La morte di David Foster Wallace

Wallace morì all’età di 46 anni nel 2008. Fu suicida per motivi di depressione. Come spiegò il padre dello scrittore, David soffrì della malattia per oltre vent’anni e la curò grazie a una serie di antidepressivi che gli permisero di essere produttivo. Gli effetti collaterali dovuti ai farmaci che assumeva lo indussero, nel giugno 2007, ad interrompere la terapia a base di fenelzina, con il benestare del proprio medico. Fu probabilmente la causa del precipitare della malattia depressiva. La depressione infatti si ripresentò e Wallace sperimentò altre cure senza successo. Quando tornò ad assumere fenelzina, questa non gli faceva più effetto. Il 12 settembre 2008 Wallace scrisse un messaggio di addio di due pagine, corresse parte del manoscritto di “Il re pallido” e si impiccò ad una trave di casa sua a Claremont, in California. A rinvenire il cadavere fu la moglie, Karen Green.

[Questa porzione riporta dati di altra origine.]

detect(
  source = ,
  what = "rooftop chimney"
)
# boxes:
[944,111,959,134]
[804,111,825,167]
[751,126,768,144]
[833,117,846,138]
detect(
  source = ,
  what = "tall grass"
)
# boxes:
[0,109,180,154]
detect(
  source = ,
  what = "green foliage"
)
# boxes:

I romanzi e i libri di David Foster Wallace

Fu autore di romanzi e di raccolte di racconti. Le opere di narrativa principali furono tre. Il suo romanzo d’esordio, “La scopa del sistema”, si ispira alla sua seconda tesi universitaria ed uscì nel 1987. La critica notò subito il talento di Wallace che, a soli venticinque anni, si distingueva per uno stile ironico e denso di richiami filosofici. Nel 1989 uscì negli Stati Uniti “La ragazza con i capelli stran”, una raccolta di racconti che tocca temi tipici di Wallace e fu considerata un suo manifesto poetico e stilistico.

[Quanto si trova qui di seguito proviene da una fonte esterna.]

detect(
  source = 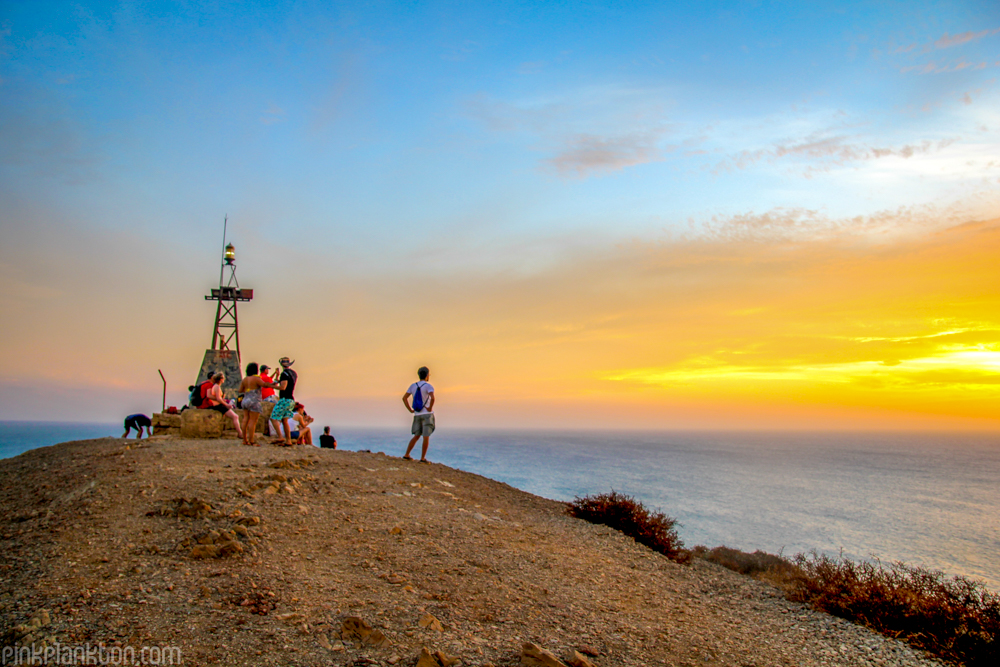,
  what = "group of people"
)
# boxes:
[122,366,436,463]
[188,357,313,447]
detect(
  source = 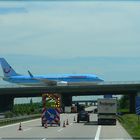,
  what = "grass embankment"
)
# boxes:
[119,114,140,140]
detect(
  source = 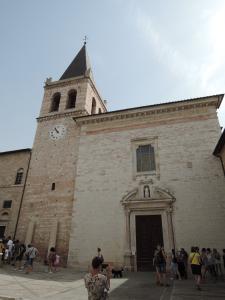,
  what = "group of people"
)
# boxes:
[0,236,60,274]
[153,245,225,290]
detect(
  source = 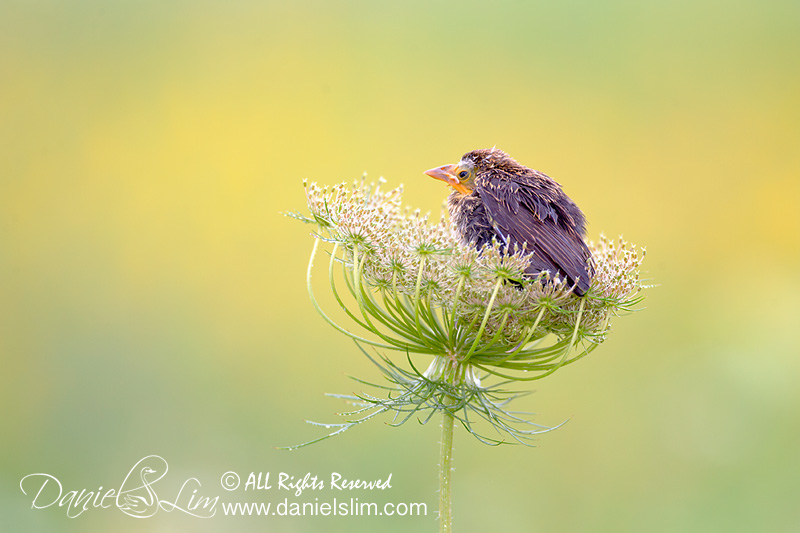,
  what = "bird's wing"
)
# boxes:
[476,172,590,294]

Il secondo romanzo, invece, fu pubblicato nel 1996. Si tratta di “Infinite Jest“, considerato un capolavoro. Fu il libro che lo consacrò alla critica internazionale e lo fece conoscere in mezzo mondo. Nel 2006 la rivista Time lo incluse nella lista dei cento migliori romanzi di lingua inglese dal 1923 al 2006. Il romanzo  descrive la complessità della società contemporanea. Nonostante il linguaggio ostico e il ricorso continuo ai flussi di coscienza, il romanzo affronta molti temi cruciali. Tra i tanti l’uso delle droghe, il ruolo sempre più importante del mondo dello spettacolo, dei media e dell’intrattenimento, l’esasperata competizione sociale raccontata attraverso il tennis, sport che David Foster Wallace ha affrontato anche a livelli agonistici da ragazzo.

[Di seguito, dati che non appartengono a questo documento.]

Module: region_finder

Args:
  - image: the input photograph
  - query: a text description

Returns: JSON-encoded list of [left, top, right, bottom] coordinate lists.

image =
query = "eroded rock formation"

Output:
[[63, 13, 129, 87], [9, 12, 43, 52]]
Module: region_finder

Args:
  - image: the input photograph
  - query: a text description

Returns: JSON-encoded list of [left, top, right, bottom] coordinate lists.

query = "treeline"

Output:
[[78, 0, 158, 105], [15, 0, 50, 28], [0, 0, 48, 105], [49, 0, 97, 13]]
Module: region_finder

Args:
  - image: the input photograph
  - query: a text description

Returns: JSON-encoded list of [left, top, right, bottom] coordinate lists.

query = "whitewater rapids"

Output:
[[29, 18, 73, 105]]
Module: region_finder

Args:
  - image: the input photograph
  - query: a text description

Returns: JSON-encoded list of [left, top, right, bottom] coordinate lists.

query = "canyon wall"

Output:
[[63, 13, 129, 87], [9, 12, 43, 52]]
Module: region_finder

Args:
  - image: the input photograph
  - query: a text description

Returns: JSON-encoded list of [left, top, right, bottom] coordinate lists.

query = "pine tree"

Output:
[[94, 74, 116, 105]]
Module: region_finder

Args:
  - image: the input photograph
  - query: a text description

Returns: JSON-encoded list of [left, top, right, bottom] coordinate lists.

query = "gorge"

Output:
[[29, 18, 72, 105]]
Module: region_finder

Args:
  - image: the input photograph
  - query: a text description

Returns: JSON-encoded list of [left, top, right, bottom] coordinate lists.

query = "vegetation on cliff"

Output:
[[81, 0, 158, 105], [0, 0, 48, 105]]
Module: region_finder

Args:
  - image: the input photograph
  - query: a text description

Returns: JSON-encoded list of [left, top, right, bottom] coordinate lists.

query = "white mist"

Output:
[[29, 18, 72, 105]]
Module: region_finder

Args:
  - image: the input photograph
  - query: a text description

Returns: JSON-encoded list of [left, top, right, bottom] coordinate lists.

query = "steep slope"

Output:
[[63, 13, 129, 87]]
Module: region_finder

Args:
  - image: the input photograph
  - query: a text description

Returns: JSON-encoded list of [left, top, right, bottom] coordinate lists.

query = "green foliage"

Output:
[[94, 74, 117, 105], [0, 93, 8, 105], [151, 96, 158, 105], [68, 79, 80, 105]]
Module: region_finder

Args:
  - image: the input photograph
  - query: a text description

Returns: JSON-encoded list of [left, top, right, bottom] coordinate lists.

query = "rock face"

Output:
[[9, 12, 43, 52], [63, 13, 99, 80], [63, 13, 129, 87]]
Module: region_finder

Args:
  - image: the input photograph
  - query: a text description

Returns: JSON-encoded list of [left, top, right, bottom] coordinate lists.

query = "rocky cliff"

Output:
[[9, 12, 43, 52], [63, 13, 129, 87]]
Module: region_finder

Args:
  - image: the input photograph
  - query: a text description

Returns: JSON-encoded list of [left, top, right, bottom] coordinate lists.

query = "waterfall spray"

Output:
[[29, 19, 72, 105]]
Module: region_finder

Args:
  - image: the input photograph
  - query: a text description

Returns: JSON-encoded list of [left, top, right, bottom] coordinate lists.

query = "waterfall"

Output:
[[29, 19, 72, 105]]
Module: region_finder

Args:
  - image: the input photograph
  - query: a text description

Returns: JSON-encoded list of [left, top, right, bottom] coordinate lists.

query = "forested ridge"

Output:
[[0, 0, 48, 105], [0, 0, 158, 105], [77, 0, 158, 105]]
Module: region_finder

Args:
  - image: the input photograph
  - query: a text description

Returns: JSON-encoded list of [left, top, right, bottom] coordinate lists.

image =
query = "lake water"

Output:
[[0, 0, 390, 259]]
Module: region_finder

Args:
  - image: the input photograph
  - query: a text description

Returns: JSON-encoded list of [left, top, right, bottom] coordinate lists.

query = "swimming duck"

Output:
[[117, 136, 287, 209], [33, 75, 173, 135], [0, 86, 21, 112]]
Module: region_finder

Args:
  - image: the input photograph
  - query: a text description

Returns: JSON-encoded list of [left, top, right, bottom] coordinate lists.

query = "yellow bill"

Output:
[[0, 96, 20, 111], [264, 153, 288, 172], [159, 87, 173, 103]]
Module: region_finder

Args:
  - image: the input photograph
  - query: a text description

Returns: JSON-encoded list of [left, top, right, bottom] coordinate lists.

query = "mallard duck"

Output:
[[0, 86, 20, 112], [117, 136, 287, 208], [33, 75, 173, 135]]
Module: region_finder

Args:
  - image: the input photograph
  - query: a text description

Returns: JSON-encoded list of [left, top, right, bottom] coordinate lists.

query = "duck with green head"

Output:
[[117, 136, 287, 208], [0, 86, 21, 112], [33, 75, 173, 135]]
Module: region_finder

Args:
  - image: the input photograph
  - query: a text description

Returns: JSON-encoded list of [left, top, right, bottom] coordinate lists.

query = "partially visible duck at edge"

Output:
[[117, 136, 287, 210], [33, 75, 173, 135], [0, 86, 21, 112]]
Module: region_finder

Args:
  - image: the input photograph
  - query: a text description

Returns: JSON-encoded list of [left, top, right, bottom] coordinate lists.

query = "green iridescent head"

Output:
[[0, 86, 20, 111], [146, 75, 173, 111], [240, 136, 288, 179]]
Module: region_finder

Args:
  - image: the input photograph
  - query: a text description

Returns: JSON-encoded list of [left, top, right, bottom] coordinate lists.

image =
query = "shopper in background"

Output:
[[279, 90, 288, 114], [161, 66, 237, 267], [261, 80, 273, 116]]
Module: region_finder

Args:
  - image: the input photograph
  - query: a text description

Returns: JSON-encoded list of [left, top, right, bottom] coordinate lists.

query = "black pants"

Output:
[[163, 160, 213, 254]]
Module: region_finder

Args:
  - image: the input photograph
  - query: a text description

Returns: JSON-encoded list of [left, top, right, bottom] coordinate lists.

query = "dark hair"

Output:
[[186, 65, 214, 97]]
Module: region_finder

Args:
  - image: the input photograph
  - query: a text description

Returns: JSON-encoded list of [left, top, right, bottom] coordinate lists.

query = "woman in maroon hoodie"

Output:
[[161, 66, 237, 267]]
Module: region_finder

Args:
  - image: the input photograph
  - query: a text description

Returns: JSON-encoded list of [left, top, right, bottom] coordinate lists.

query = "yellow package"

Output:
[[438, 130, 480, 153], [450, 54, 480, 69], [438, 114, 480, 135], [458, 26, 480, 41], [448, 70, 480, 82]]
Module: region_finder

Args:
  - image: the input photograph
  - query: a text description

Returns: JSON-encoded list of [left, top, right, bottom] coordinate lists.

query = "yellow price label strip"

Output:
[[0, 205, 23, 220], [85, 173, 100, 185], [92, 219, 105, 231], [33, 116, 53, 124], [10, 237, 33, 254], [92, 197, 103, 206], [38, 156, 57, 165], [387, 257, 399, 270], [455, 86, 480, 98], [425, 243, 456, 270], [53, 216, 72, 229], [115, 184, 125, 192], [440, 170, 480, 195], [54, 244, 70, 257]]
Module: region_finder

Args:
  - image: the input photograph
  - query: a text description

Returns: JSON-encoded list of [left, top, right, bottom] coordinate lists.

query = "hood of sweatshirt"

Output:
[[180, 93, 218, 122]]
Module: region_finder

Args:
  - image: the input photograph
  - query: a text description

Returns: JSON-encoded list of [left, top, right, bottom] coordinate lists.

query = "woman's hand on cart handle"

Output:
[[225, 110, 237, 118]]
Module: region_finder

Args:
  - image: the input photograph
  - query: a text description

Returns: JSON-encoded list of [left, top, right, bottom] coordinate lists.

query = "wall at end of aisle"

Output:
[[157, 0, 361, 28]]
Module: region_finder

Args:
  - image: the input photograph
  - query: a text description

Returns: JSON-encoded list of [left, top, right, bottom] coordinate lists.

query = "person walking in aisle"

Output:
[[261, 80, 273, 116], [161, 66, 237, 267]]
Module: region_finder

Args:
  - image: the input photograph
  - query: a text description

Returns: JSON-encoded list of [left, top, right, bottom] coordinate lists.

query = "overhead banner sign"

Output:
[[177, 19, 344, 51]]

Definito dal New York Times un “Émile Zola post-millennio”e “la mente migliore della sua generazione”, la critica lo ha spesso paragonato ad autori celebrati come Thomas Pynchon, Don DeLillo, Vladimir Nabokov e Jorge Luis Borges.

Frasi di David Foster Wallace

  • A me sembra che quasi tutte le cose interessanti e vere nella mia vita e in quella dei miei amici implichino doppi vincoli o trappole in cui ti vengono offerte due alternative che si escludono a vicenda e tutt’e due implicano sacrifici che sembrano inaccettabili.
  • American Psycho si può considerare una sorta di compendio performativo sui problemi sociali di fine anni Ottanta, ma non è nulla di più.
  • C’è la gioia di imparare e la gioia di conoscere gli altri, e c’è tutta la roba religiosa e tutto il resto. Ma tutto il resto ormai rema contro quello che nella mia generazione e nella tua secondo me è molto diverso, che so, da quello dei nostri nonni: un’immensa, divorante, lancinante fame di piacere, e un vero senso di privazione quando non lo provi. Io non credo che lo farei, però credo che mi organizzerei in modo da avere intorno un sacco di amici che mi impediscano di farlo.
  • Infinite Jest è stato immaginato come un libro triste. Non so come sia per voi e i vostri amici, ma so che la maggior parte degli amici miei è molto infelice.
  • Secondo me in chiunque faccia satira, e probabilmente io ne ho fatta parecchia… c’è l’idea implicita, tacita che satireggiando qualcosa si crei forza motrice per il cambiamento. Cosa che di fatto non succede. Ma se non altro usi la satira come indicazione: metto questa cosa in ridicolo per dimostrare che è grottesca e inaccettabile, motivando così le persone a cambiare le cose. Ma quando satira e ironia non rispondono a quell’intervento, diventano un semplice strumento discorsivo fine a se stesso. Allora sì che le acqua si confondono.
  • Venire a uno show televisivo stimola la ghiandola del “come sembrerò” come nessuna altra esperienza.